Saturday, February 28, 2015

A Steep Road to Equality

From the mild "you are ungrateful" to the moderate "education has ruined you" to the extreme "you are breaking this family", I have faced it all. I'm sure there's more to come! 



Three years back, I was a 2nd year student of Psychology honours in Daulat Ram College, DU. In our department (Psychology department), 5 students got to do a research project in their final year and have their own dissertation. I had put forward 4 research areas of interest in my proposal, one of which was this:

Commonsense says that having an orientation inconsistent with societal values may be a risk factor for poor mental health.

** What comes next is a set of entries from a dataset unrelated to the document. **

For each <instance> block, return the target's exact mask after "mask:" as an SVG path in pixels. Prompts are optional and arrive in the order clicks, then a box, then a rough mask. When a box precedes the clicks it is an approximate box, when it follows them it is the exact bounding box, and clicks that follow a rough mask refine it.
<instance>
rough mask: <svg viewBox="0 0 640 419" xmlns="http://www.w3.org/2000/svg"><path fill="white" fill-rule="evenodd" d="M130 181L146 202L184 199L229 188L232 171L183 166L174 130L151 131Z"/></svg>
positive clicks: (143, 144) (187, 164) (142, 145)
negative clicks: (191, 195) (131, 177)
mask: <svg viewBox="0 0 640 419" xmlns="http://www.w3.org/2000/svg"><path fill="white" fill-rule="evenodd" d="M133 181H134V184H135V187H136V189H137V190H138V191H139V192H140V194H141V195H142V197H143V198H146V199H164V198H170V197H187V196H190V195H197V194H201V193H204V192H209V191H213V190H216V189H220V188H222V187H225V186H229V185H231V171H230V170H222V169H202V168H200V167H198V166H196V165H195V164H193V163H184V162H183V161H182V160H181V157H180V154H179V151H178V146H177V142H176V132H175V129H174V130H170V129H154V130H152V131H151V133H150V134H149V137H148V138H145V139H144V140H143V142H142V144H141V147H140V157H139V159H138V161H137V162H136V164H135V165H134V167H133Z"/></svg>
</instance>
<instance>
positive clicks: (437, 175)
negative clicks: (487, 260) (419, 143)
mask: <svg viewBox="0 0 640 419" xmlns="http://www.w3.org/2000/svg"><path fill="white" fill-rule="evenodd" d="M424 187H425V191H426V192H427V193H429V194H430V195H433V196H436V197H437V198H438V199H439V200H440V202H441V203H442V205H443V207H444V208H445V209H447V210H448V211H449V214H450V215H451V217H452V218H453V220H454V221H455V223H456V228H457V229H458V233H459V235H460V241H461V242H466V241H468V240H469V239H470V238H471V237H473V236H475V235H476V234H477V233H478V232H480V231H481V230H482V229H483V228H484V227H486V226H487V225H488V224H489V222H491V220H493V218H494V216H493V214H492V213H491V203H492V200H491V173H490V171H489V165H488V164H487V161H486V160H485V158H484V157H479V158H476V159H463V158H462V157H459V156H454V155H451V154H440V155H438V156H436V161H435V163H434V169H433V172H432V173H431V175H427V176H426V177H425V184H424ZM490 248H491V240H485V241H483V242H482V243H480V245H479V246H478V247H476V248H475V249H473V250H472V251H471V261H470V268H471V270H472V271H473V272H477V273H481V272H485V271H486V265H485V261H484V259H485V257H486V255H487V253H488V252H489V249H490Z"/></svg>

My first research proposal is a logical extension of this argument and is as follows: Are women who identify themselves as feminists more prone to psychological distress than women who identify with patriarchal values considering that the socio-cultural climate of India has historically been patriarchal?

Today as I was surfing the web, I chanced upon an article A Toxic Stew: Risks To Women Of Public Feminism. An anthropologist herself, the writer Barbara King analyses in this piece the recent phenomenon of deluge of misogynistic comments and psychological abuse hurled at feminists in the digital world and the harm such anti-feminist discourses do to women. When I read this article, I couldn't help but remember that what this article talks about is essentially what my first area of research interest was to explore in the Indian context! Not to say anything of my own experience of paying huge psychological costs for not being a demure creature and actually having a mind of my own (terrible things for a woman!). In India, considering that patriarchy is extremely deep rooted, and most of our population remains untouched by the liberating forces of education and modernization, I fear that the repercussions on women's psychological health would be still worse.